2022年9月30日 近鉄アート館 SPACE9
出演:桂雀太、月亭太遊、桂天吾

  1. 天吾「強情灸」(古典)

  2. 雀太「天王寺詣り」(古典)

  3. 太遊「山城ヨチムーランド」(新作)

  4. 雀太「さぎとり」(古典)

天吾さんの「強情灸」。力強い話し方と、登場人物の威勢の良さがマッチしていると感じる。パワフルな掛け合いの中に、ふと五七調(短歌)のリズムがあらわれるのが、印象に残った。短歌の描写と、マクラで話していたシーンがリンクしたのは偶然?もしも意図的であれば、とてもおもしろい仕掛けだと思う。

雀太さんの落語は、ずっと聞いていたい心地よさがある。安定したリズムと巧みな駆け引き、そのどちらもが魅力的で退屈させない。「天王寺詣り」も「さぎとり」も、会場である天王寺周辺での物語。高層ビルが立ち並ぶ現在の天王寺周辺の景色とは異なる、落語の世界の景色を、観客がそれぞれに思い描く。沼地の質感や、鳥に触れる感触など、本当に表現が豊かでおもしろい。

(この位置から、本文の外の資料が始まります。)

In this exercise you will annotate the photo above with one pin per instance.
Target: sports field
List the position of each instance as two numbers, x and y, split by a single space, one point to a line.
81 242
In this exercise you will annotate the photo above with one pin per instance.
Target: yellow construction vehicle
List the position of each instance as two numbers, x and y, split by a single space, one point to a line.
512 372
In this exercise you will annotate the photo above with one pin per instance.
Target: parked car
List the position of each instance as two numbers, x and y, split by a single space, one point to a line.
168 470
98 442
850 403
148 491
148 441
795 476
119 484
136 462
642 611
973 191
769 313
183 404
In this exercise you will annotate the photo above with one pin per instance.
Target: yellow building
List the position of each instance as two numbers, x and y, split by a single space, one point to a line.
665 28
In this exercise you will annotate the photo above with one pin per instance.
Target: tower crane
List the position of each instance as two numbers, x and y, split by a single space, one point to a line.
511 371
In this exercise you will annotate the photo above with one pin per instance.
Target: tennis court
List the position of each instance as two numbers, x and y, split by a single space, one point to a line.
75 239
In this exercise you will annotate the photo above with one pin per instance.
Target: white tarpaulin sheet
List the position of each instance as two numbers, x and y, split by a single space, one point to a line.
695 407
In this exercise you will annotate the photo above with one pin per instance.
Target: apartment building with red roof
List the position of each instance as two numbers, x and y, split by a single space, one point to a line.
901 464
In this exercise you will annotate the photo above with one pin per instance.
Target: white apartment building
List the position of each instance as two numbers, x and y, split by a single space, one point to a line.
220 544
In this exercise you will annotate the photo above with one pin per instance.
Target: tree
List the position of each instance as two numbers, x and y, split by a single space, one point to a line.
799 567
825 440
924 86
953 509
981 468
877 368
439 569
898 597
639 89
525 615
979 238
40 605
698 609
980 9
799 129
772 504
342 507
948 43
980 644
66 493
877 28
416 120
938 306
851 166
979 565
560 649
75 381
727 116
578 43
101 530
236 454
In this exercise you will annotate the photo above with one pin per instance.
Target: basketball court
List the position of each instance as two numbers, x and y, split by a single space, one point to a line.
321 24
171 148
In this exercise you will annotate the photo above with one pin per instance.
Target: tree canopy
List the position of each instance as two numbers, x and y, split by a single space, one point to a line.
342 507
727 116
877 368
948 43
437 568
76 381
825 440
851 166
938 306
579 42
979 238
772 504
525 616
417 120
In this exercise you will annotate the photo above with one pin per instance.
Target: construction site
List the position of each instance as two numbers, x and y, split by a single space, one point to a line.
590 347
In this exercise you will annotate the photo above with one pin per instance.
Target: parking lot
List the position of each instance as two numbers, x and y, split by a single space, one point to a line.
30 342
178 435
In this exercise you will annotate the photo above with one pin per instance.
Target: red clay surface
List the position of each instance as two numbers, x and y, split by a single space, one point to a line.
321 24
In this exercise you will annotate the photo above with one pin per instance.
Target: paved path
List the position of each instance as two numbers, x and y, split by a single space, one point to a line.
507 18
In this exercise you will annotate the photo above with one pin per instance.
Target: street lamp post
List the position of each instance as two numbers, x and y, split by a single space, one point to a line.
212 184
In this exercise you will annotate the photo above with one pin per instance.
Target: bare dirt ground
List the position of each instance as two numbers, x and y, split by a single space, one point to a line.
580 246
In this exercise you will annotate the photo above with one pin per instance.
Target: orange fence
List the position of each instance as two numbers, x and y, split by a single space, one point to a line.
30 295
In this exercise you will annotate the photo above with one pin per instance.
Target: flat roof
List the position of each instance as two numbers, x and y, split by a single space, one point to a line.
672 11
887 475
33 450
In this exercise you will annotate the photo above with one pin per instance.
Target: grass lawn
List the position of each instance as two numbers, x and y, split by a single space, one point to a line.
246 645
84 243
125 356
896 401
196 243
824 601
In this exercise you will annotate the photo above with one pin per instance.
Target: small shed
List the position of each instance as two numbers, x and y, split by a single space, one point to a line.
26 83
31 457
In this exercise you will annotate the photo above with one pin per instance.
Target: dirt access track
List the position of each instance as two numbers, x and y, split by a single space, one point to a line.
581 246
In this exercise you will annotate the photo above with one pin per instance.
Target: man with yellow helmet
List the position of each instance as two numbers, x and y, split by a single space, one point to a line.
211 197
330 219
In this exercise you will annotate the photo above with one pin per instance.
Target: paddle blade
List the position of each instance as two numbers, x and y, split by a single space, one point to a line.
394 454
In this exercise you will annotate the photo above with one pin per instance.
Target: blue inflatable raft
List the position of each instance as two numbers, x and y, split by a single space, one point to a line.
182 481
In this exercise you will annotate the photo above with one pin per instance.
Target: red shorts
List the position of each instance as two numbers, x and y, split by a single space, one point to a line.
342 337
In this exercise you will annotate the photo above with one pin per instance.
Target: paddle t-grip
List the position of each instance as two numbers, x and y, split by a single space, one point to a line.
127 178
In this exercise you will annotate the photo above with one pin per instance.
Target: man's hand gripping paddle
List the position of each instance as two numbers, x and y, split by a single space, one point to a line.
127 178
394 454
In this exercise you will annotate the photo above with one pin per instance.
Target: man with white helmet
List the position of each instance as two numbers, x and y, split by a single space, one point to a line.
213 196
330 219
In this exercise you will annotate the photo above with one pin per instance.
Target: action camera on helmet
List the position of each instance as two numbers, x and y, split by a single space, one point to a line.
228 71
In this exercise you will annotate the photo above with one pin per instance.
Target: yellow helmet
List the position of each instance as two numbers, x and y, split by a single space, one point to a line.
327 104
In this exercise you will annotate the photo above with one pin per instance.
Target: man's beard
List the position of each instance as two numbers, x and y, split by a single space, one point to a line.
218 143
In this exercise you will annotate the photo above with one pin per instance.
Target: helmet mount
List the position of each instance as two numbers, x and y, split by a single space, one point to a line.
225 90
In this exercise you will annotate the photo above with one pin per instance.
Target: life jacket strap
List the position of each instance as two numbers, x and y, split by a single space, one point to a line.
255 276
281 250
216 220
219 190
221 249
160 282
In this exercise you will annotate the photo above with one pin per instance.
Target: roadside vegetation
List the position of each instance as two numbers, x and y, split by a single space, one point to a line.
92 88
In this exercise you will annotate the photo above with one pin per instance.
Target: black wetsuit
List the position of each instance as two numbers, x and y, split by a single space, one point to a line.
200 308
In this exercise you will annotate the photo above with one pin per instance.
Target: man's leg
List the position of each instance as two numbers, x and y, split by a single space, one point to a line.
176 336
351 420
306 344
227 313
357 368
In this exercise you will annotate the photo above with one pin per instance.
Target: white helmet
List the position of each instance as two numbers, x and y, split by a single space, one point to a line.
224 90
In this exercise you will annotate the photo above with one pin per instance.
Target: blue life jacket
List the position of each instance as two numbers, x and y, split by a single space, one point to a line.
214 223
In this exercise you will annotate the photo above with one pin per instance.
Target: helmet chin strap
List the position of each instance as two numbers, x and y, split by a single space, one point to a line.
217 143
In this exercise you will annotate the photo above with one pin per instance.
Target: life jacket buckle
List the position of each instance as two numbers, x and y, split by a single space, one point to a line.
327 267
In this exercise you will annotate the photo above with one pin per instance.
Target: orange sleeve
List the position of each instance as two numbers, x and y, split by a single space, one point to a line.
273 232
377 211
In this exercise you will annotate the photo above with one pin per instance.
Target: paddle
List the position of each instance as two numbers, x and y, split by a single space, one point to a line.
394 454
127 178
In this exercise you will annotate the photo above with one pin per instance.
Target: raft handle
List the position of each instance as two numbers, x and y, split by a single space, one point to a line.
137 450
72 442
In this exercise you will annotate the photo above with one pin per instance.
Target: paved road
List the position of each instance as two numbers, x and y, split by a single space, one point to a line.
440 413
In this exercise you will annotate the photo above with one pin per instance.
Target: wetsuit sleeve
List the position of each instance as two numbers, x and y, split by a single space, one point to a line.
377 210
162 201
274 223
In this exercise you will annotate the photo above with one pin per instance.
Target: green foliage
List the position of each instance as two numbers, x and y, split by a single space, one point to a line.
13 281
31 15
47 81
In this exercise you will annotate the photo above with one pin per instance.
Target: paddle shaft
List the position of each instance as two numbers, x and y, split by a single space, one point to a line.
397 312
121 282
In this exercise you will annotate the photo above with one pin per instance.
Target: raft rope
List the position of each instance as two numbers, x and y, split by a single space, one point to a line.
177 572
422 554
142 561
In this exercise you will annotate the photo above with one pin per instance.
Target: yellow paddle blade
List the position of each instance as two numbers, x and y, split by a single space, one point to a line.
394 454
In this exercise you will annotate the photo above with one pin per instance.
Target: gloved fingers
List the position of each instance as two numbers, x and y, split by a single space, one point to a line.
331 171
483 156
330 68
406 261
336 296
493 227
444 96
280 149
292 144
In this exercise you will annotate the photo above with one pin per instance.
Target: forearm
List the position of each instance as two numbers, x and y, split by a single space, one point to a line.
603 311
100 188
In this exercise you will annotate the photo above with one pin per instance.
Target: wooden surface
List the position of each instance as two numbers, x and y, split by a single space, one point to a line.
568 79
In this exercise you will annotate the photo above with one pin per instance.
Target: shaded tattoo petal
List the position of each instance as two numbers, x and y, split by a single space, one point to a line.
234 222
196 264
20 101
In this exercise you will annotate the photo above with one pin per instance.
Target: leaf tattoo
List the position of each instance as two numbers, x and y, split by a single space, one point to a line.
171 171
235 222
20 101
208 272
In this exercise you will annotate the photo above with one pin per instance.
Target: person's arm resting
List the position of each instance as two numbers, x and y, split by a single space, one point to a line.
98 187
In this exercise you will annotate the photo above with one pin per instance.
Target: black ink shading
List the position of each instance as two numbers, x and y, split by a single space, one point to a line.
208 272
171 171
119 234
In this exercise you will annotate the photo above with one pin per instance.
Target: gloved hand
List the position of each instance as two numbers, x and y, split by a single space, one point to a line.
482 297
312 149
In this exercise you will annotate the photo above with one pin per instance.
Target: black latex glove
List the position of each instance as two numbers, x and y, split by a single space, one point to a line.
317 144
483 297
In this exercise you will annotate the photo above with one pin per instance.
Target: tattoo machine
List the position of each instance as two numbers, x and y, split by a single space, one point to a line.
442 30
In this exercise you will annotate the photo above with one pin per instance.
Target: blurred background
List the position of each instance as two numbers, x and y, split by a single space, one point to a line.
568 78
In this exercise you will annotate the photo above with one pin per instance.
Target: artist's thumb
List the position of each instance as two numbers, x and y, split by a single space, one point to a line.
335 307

太遊さんの「山城ヨチムーランド」は、登場人物が3人いる。
・語り部のひとり語り
・語り部と聞き手の会話
・聞き手と友人の会話

という3種類の語り/会話が混在するが、観客は混乱することもなく、自然と聞き分けることができる。それぞれの語り口に独自のリズムがあり、誰のセリフなのかが明確だからだろう。その明確さこそが、描かれるシーンの非現実的さを際立たせているように思う。